The houses are simply detailed, robust brick buildings, described as ‘mean dwellings’ by art historian Sir Nickolaus Pevsner in his series ‘Buildings of England’. When acquired by the client, they were uninhabited and had fallen into a dilapidated state. However, some of their original features remain including the brickwork and detailing, the ground floor pilasters, the paired sash windows and the pyramidal roof lanterns.
The clients hope to breath fresh life into the buildings and their environs through the creation of a small scale mixed use project containing a studio and workshop space, in the proposed basement and at street level, with two dwellings above.
A key element of the scheme is the restoration of the facades and shopfronts to enhance the streetscape and preserve the quintuple rhythm of the terrace. New shop fronts will be fitted, reinterpreting their original pattern in a contemporary manner, and on the upper storeys, timber sash windows to match the original will be installed.
The roof will be extended along the pitch of the existing and dormers added, following the rhythm of the current fenestration. The rear façade will be opened to a partly glazed, partly solid extension and a demolished outbuilding, whose gable remains, will also be rebuilt.
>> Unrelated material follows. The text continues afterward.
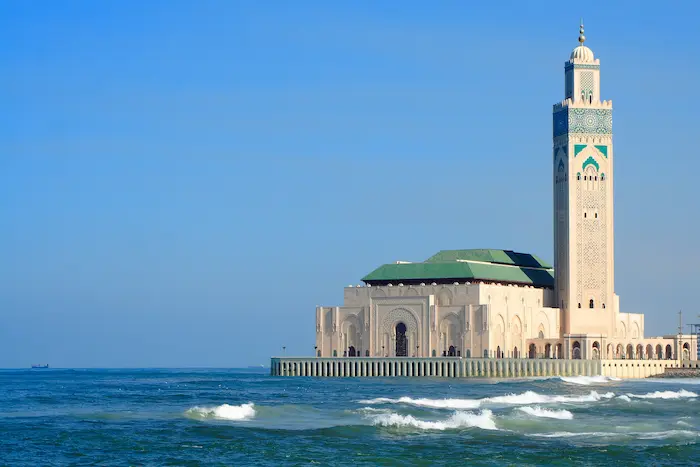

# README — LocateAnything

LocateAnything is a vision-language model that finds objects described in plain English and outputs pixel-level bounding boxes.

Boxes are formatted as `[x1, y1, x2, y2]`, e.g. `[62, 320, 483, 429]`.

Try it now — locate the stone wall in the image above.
[270, 357, 601, 378]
The material palette for the project is contemporary, yet draws from the vernacular language of the area. The roof extension will be slate and the dormers clad in powder coated metal. The new build to the rear will be brick. However, this will be painted white, clearly delineating between new and old. A combination of opaque and transparent glass will be used to provide privacy for the inhabitants and their neighbours.
Internally, the existing floors and walls will be replaced with a concrete structure at basement and ground floor level and a combined steel and timber structure in the upper storeys.
The commercial space will have a bright, industrial atmosphere with exposed concrete and steel. Voids and green courtyards with large expanses of glazing will act as light wells bringing daylight down into the double height basement. This will become a business hub for people working in the creative industries and has the potential to be opened to the public for events such as talks, film screenings and exhibitions.
The residential space, one single bed and one large family home, will spread over the first and fourth storeys. The use of a steel frame structure allows for a more generous configuration of rooms than originally intended for these houses. Green walls, terraces and views of the courtyards below, provide green oases in this dense urban environment.